Re: superlifter design notes and rZync feedback

2002-07-19 Thread Martin Pool

One more link, about variable-length vs fixed-length encodings:

  http://ntrg.cs.tcd.ie/undergrad/4ba2/presentation/xdrandber.html

(The HTML is a bit broken, view the source.)

Basically they make the somewhat obvious point that variable-length
encodings are much slower to handle than fixed-length.  I don't know
if the difference is so great that lzo encoding could produce a
smaller result with less work.  I wouldn't be surprised either way,
actually.

One way to look at it is this: in the case where you're CPU-bound, not
network-bound, then you'll definitely want to use something like XDR.
In the case where you're completely network-bound, then you probably
want to use gzip -9 or even bzip2, and whether the underlying protocol
is fixed or variable-length probably doesn't matter.  

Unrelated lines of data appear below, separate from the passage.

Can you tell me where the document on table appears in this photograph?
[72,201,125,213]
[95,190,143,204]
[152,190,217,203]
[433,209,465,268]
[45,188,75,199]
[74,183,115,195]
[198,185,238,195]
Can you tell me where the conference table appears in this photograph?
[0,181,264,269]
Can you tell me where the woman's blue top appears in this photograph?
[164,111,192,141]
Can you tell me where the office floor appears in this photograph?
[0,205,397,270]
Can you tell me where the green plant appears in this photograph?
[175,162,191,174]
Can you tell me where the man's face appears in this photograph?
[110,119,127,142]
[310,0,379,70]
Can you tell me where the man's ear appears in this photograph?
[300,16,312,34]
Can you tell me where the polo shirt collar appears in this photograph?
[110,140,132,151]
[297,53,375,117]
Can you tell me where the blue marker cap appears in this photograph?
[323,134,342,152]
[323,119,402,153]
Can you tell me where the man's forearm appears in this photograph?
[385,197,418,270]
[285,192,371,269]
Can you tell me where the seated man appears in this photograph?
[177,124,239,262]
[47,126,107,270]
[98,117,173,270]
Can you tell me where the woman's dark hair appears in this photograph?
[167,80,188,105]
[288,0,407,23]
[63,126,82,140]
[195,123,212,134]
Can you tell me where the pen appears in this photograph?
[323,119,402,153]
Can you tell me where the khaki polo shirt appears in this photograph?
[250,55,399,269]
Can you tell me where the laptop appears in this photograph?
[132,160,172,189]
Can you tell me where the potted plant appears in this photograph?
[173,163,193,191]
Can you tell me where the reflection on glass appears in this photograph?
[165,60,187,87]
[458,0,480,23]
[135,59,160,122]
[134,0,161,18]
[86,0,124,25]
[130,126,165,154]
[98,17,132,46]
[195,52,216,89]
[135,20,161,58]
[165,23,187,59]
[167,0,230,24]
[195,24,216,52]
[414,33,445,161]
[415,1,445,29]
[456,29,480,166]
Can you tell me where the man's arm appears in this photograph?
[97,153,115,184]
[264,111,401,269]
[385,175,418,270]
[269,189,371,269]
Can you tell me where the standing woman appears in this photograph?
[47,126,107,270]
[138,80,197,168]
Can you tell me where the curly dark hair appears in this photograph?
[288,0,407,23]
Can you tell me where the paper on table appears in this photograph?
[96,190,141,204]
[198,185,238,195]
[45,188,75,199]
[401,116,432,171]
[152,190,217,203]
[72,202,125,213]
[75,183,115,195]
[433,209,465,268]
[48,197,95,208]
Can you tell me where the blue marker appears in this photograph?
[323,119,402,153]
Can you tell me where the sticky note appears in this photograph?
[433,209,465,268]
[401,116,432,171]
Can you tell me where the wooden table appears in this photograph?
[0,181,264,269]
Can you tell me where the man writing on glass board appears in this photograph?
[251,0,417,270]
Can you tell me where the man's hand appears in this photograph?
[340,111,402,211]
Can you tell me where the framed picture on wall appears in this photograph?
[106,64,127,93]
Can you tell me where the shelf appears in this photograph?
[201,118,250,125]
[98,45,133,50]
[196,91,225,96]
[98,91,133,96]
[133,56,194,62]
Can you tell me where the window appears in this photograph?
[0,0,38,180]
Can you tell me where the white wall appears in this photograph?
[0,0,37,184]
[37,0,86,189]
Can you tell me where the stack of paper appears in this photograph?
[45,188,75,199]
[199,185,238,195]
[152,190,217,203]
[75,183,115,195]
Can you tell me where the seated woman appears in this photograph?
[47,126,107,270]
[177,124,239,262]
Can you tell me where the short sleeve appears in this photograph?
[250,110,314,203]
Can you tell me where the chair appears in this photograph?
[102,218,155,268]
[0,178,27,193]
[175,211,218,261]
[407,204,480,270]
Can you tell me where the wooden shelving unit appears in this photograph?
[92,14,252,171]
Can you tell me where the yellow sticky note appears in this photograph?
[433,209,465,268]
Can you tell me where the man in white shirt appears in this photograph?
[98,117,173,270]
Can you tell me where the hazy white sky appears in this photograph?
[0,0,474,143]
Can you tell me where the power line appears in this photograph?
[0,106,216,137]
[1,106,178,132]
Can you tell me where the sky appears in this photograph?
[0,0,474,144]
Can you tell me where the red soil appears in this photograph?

So perhaps XDR plus compression is a good tradeoff across a wider
domain.  (Or perhaps not.)

-- 
Martin 

-- 
To unsubscribe or change options: http://lists.samba.org/mailman/listinfo/rsync
Before posting, read: http://www.tuxedo.org/~esr/faqs/smart-questions.html



Re: superlifter design notes and rZync feedback

2002-07-18 Thread Martin Pool

On 18 Jul 2002, Wayne Davison <[EMAIL PROTECTED]> wrote:

> (definitely NOT rzync).

Great.  (Excuse my overreaction :-)

> Re: rzync's variable-length fields:  Note that my code allows more
> variation than just 2 or 4 bytes -- e.g., I size the 8-byte file-size
> value to only as many bytes as needed to actually store the length.  I
> agree that we should question whether this complexity is needed, but I
> don't agree that it is wrong on principal.  There are two areas where
> field-sizing is used:  in the directory-info compression (which is very
> similar to what rsync does, but with some extra field-sizing thrown in
> for good measure), and in the transmission protocol itself:

OK.  If the protocol said that all integers are encoded in a UTF-8-ish
or BER-ish variable length scheme that would sound perfectly
reasonable to me.  I had misunderstood the document as suggesting that
some fields should be defined to be different lengths to others that
would worry me.

There is still a question on the relative merits of having
known-length headers (easier to manage buffers, know how much to read,
etc), vs making them as small as possible.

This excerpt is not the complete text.